What an interesting take. I was imagining how precious one last conversation with a loved one would be.
> n=1
> pay to publish journal
> no clear Alzheimers diagnosis ("[...] were considered clinically most compatible with advanced Alzheimer’s disease")
> administration of a heroic dose of street-quality drugs vs. a controlled sample
> no university or hospital affiliation?
Extraordinary claims require extraordinary evidence, hence I remain skeptical
I think it’s funny to describe a drug as “street-quality” while using a slang term “heroic dose” in the same sentence.
It’s a single case study so obviously take it with a grain of salt. On the other hand, it’s interesting and perhaps illuminating to people working in that field. A field mind you, that has made a little to no progress in decades. Arguments could be made they’ve made some errors and went down the wrong path. It’s a field that could probably use some new ideas.
> On the other hand, it’s interesting and perhaps illuminating to people working in that field
I responded to your other comment with this exact text, but to repeat:
This paper is not illuminating to people in the field. This is 3 unaffiliated people who paid to publish an anecdote without any supporting evidence. Paid medical journals are full of these.
Medical professionals know how to spot these claims because they’ve seen a hundred of them over the years that went nowhere. This was published not for the medical establishment, but for news media and social media and maybe to boost the author’s visibility to get funding for something they want to do.
That's fair, but research into psychoactive substances remains difficult due to legal constraints; N=1 but it will have piqued interest by others, they may want to repeat the tests on a larger scale.
That, or individuals will science on the ones they care for. I for one would write something like that down if I were to start developing dementia/alzheimers.
Not only that but the author has appeared on Joe Rogan - that tells me all I need to know.
That's a silly statement. There's been plenty of people who went on there to try to talk sense into him.
Good criticism but be aware that acreditated authors and institutions are a bunch of crooks on the whole who cook their results, do p-hacking to the death, badly document their protocols, don't release their datasets not their analysis, and have no problems getting paid by big pharma and not disclosing it fully.
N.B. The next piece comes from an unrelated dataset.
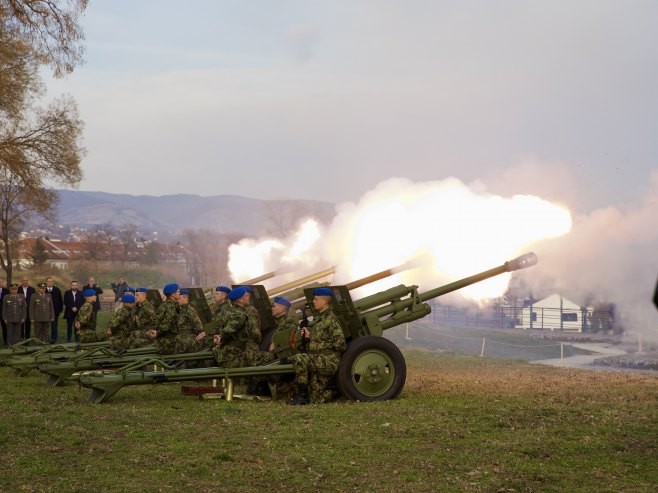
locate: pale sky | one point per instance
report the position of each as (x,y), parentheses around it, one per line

The field is more joke than science at this stage.
Yeah, and a cure for cancer exists, but big pharma keeps it in a secret vault because treatments are more profitable than cures /s
I recently lost a family member to cancer, and had to go through this conspiracy bullshit from evil pieces of shit peddling snake oil to desprate people. Whatever rabbit holes your social media algorithms have led you down aren't healthy, friend. Clear your cookies and go touch grass.
Previously: https://news.ycombinator.com/item?id=48420481
Not quite a "successful treatment":
> This case documents transient multidomain functional improvement in advanced Alzheimer’s disease following psilocybin administration. The findings do not imply disease reversal but suggest that residual functional capacity may persist in late-stage neurodegeneration and may become transiently accessible under specific neuromodulatory conditions.
Very interesting nonetheless.
> One month after the initial session, the patient remained continent and functionally improved compared with baseline. A second supervised psilocybin session using 3 g was subsequently performed and was associated with greater verbal expressivity, improved facial mimicry, spontaneous humor, emotionally valenced autobiographical imagery, and increased agility while walking.
> The patient spontaneously stated: “It is pleasant to come here.
This is just wonderful.
AFAIK psychedelics are thought to stimulate neurons into connecting with each other more than they normally do - both temporarily (which explains the short-term sensations) and also permanently (they stimulate neuroplasticity).
I'd love to see a before / after video of this or similar experiments, I'm really curious. I've seen similar ones for e.g. giving parkinsons' patients a dose of weed.